He shakes his head, ‘Not today, I’ll have it straight.’ He picks up the glass and tosses it back. The double-shot disappears in seconds; the unadulterated spirit sears his throat, ‘Aaagh… that’s better.’

Inevitably, he stays too long in the company of his two-faced friend and just one becomes two, and then several more.

Not for Dutch courage, or at least that’s what the voice inside his head is telling him. This is a wilful challenge to her. It will add to the drama. She abhors alcohol. It is the only vice from which she abstains. He imagines her backing away in disgust, as his whiskey sodden breath assaults her senses. And that is as good a reason as any to have another.

He doesn’t really know what he is saying. But it’s all about her.

The barman listens and urges him on, ‘What a cow. Mine was the same. You’ve got to sort her out ...show her who’s boss. Do you want another one?’

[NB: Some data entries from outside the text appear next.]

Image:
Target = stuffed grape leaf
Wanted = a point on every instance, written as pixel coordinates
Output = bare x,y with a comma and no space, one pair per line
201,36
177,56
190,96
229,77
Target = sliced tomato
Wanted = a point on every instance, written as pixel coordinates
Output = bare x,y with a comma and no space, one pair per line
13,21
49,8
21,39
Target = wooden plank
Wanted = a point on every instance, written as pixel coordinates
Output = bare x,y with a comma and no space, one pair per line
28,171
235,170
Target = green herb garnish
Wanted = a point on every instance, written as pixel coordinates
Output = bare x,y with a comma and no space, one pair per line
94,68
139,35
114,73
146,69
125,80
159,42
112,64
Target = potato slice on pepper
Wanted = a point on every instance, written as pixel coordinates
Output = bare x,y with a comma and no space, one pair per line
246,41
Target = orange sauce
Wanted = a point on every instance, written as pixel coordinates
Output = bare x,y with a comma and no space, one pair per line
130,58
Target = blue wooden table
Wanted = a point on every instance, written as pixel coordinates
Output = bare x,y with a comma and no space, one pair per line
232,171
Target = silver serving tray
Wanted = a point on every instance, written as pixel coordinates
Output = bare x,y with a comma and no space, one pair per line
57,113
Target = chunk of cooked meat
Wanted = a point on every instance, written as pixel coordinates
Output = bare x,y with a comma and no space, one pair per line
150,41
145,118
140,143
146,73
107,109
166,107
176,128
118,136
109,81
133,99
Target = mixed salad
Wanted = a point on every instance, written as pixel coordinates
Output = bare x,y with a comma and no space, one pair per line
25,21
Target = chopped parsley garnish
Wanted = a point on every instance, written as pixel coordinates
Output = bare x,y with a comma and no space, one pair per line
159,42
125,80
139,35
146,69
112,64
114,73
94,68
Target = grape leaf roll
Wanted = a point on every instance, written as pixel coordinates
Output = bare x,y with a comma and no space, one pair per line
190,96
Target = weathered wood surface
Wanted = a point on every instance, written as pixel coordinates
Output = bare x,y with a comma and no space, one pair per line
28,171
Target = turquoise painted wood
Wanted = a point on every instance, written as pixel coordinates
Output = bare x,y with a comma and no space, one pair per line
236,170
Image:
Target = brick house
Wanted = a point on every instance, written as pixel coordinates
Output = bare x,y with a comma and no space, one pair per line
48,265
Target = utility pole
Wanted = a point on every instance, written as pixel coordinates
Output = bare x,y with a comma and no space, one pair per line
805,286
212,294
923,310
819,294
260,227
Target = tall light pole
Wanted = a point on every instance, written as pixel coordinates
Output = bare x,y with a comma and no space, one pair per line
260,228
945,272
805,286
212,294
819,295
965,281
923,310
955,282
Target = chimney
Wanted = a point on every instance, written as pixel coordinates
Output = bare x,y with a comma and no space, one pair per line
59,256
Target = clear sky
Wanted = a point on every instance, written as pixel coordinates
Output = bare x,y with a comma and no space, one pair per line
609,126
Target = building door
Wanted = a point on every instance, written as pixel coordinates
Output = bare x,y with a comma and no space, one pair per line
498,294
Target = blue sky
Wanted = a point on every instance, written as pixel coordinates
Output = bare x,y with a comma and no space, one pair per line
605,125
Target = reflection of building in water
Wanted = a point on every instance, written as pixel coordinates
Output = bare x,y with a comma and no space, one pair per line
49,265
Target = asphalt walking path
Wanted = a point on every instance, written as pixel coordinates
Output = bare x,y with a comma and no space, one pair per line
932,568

‘Why not? Same again, cheers mate’

Should have – could have – waited.

 

His old friend Jack has betrayed him; again. He doesn’t feel drunk just a bit unsteady on his feet – but the barman won’t serve him any more.

‘You all right, mate?’ Someone offers a steadying hand, ‘Take it easy.’

Brushing the hand aside, ‘I’sor’ight, I’ll be ok… jus’ need some air.’

Staggering, he struggles through the double doors.

Grabbing at the arm of a stranger, he slurs some incoherent words of apology, then tripping on the step, falling headlong; spread-eagled on the pavement.

Scraping his face off the slabs, he sits on the kerb and shrugs off the comments of the passers-by, ‘What are you looking at?’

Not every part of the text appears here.